5 mins with... Stephen Foulger, HR Director

1. Tell us about your business?

allpay Limited is the UK’s leading payment specialist based in Hereford, collecting more than £6bn a year from more than 60 million transactions. We pride ourselves on offering the widest range of payment collection services, working with central government departments, social housing, education, credit unions and debt collection agencies, to facilitate the collection and receipt of revenues.

Our aim is to work with clients to save them money through creating modern payment and card systems that are both cost-effective and convenient for the end consumer. In addition to bill collection, allpay Limited also operates prepaid cards and cashless technologies for a range of sectors.

2. What excites you most about the work you do? 

Helping others comes high up the list. Learning something new every day would also be close, but it’s probably the business itself. Payments is a really exciting place to be right now. Having a commercial mindset, making it fascinating and somewhere I can really add value. 

3. How do you make your employees happy?

I’ve learned over the years that you can’t make everyone happy all of the time. Leadership will take you so far, but ‘followership’ is just as important. You have to show a level of faith in the people that are charged with setting the course of the business when you come to work, and the success of the business certainly boosts that. As with the great fish markets of Seattle, if you follow the ‘fish’ philosophy, a philosophy and set of techniques that have become popular across the world in helping companies work with their teams to make the work place a great place to be, you realise you can choose your attitude and work can be fun. We hire some brilliant people, who have great attitudes and behaviours, which make it a great place to work. The fantastic facilities like the gym, two restaurants and bar, certainly make a big difference.

4. What qualities do you look for most in your employees?

Attitudes and behaviours are key. You can give someone qualifications, opportunities and experience but, if they have the wrong attitude and behaviours, it’s pointless. I would always prefer to have a person in the team that I have to pull back from a piece of work over one I have to push. Hiring people with the right social and emotional intelligence makes a big difference too.

5. Tell us about a challenge you faced in your business and how you overcame it?

We are a very secure site because of the work we do.
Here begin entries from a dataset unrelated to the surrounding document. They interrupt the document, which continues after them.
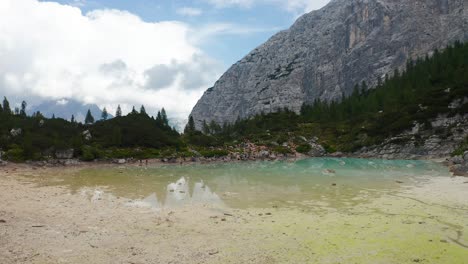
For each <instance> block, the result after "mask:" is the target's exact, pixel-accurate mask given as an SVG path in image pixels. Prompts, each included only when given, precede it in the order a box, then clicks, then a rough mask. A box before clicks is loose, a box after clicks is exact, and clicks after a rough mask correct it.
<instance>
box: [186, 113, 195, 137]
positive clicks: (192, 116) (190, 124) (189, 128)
mask: <svg viewBox="0 0 468 264" xmlns="http://www.w3.org/2000/svg"><path fill="white" fill-rule="evenodd" d="M184 132H185V133H186V134H190V133H193V132H195V121H194V120H193V116H190V117H189V122H188V124H187V125H186V126H185V129H184Z"/></svg>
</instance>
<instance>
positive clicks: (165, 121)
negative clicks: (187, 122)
mask: <svg viewBox="0 0 468 264" xmlns="http://www.w3.org/2000/svg"><path fill="white" fill-rule="evenodd" d="M161 118H162V122H163V124H164V125H166V126H169V118H167V113H166V109H164V107H163V108H162V109H161Z"/></svg>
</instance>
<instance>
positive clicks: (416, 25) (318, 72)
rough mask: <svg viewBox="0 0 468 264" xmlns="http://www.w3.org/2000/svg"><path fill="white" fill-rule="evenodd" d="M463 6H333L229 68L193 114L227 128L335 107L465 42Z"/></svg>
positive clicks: (356, 2)
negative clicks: (363, 89) (282, 109)
mask: <svg viewBox="0 0 468 264" xmlns="http://www.w3.org/2000/svg"><path fill="white" fill-rule="evenodd" d="M467 17H468V15H467V13H466V11H464V1H461V0H428V1H406V0H352V1H348V0H333V1H331V2H330V3H329V4H328V5H327V6H325V7H324V8H322V9H320V10H317V11H312V12H310V13H308V14H305V15H303V16H301V17H300V18H299V19H298V20H297V21H296V22H295V23H294V24H293V25H292V26H291V28H289V29H288V30H285V31H281V32H279V33H277V34H276V35H274V36H273V37H271V38H270V39H269V40H268V41H267V42H266V43H264V44H262V45H260V46H259V47H257V48H256V49H254V50H253V51H252V52H250V53H249V54H248V55H247V56H246V57H244V58H243V59H241V60H240V61H239V62H237V63H236V64H234V65H233V66H232V67H231V68H230V69H229V70H228V71H227V72H226V73H224V74H223V76H222V77H221V78H220V79H219V80H218V81H217V82H216V83H215V85H214V87H213V88H210V89H209V90H207V91H206V92H205V94H204V95H203V97H202V98H201V99H200V100H199V102H198V103H197V105H196V106H195V107H194V109H193V110H192V113H191V115H192V116H193V117H194V120H195V123H196V125H197V128H200V127H201V124H202V123H203V121H204V120H205V121H207V122H210V121H212V120H214V121H215V122H217V123H221V124H222V123H232V122H234V121H235V120H237V119H238V118H240V119H245V118H249V117H251V116H253V115H255V114H259V113H269V112H275V111H277V110H278V109H283V108H288V109H290V110H293V111H296V112H298V111H300V109H301V107H302V105H303V104H308V103H312V102H313V101H314V100H317V99H319V100H322V101H333V100H339V99H341V97H342V96H343V95H349V94H350V93H351V92H352V90H353V87H354V86H355V85H356V84H358V83H361V82H363V81H365V82H367V83H368V86H369V87H372V86H373V85H374V84H376V83H377V80H378V79H379V78H383V77H384V76H385V75H386V74H391V73H392V72H393V71H394V70H395V69H403V68H404V67H405V64H406V61H407V60H408V59H410V58H417V57H420V56H425V55H427V54H430V52H432V51H433V50H434V49H437V48H443V47H445V46H446V45H448V44H450V43H452V42H454V41H456V40H460V41H465V40H467V39H468V33H467V30H466V27H465V25H466V23H467V21H468V19H467Z"/></svg>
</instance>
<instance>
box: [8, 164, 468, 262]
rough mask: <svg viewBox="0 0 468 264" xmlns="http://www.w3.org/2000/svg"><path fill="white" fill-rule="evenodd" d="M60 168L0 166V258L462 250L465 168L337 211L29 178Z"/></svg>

It’s such a great facility and place to work that I wanted to open the doors and get people in to sample it for themselves. Too often we were described as a hidden gem, so I was initially told it wouldn’t be possible. With a bit of imagination, a focus on making the impossible possible (our business mantra), and some interesting solutions to the logistical challenge, we managed to do it. We were inundated with potential applicants and filled more roles than we could have hoped for, including really tough to fill roles. Just as importantly we got all areas of the business working together. The camaraderie and the team spirit to make it work was brilliant. 

6. Other than your own, which other businesses are exciting you right now?

I have been really fortunate to work for some amazing companies and some incredible bosses. I have to say that I keep a close eye on the companies I worked for and the companies these great people moved on to. Unsurprisingly, success seems to follow these great people.  I love some of the things that Charter Court Financial Services are doing.  I find that a lot of SMEs are interesting and are the genuine game changers. In a more direct way I am really excited about our sister business Rude Wines - it has gone up another level this year. It’s an exciting brand and concept which is really making a difference in the marketplace. Watch this space.

7. What's your best piece of employee management advice?

E + R = O.

Which is: Event + Reaction = Outcome

Sometimes an event can be disappointing, causing people to give up and assume it is the final outcome. In reality, however, your reaction can have a huge impact on the outcome.

A long time ago I was a mortgage consultant. I remember being brought in to a room to be told that there were going to be redundancies (the event). A colleague of mine burst into tears and he was dreadfully upset. I can remember supporting him, telling him how good he was, that he might look back on this as a positive thing (the reaction). Little did I know that this had been spotted by people in the HR team, who thought I could be redeployed to work with them and be really good in HR (the outcome). I hope I proved them right.

8. What are you driving right now?

In a business sense, we are doing a lot off the back of a recently conducted employee engagement survey and are preparing for Living Wage Week. We became a living wage employer in 2014 and we will be running a wellbeing week in conjunction with this. 

9. What one business application/piece of software could you not live without?

I have a wider remit than just HR, that incorporates Legal, Learning and Development and Facilities. In all of the areas we are constantly trying to facilitate the best value for money solutions we can – solutions that make a real difference. We have developed a lot of bespoke tools, such as our in-house job evaluation tool. That’s pretty valuable and something we’re really proud of.

10. If you could employ one famous person who would it be and why?

I am a huge fan of having a scientific and/or economic approach to the world. It would be quite an indulgence in an SME to have someone like that in the HR team. In a big company however, looking at your data and the evidence available in the right way can be hugely beneficial and even help change the course of where the business is heading.

If I had an unlimited budget I would probably say the authors and podcast host for Freakonomics, Steven D Levitt and Steven J Dubner, would be great to employ. I love the way they look at the world in a different way. It opens up a whole new realm of opportunities.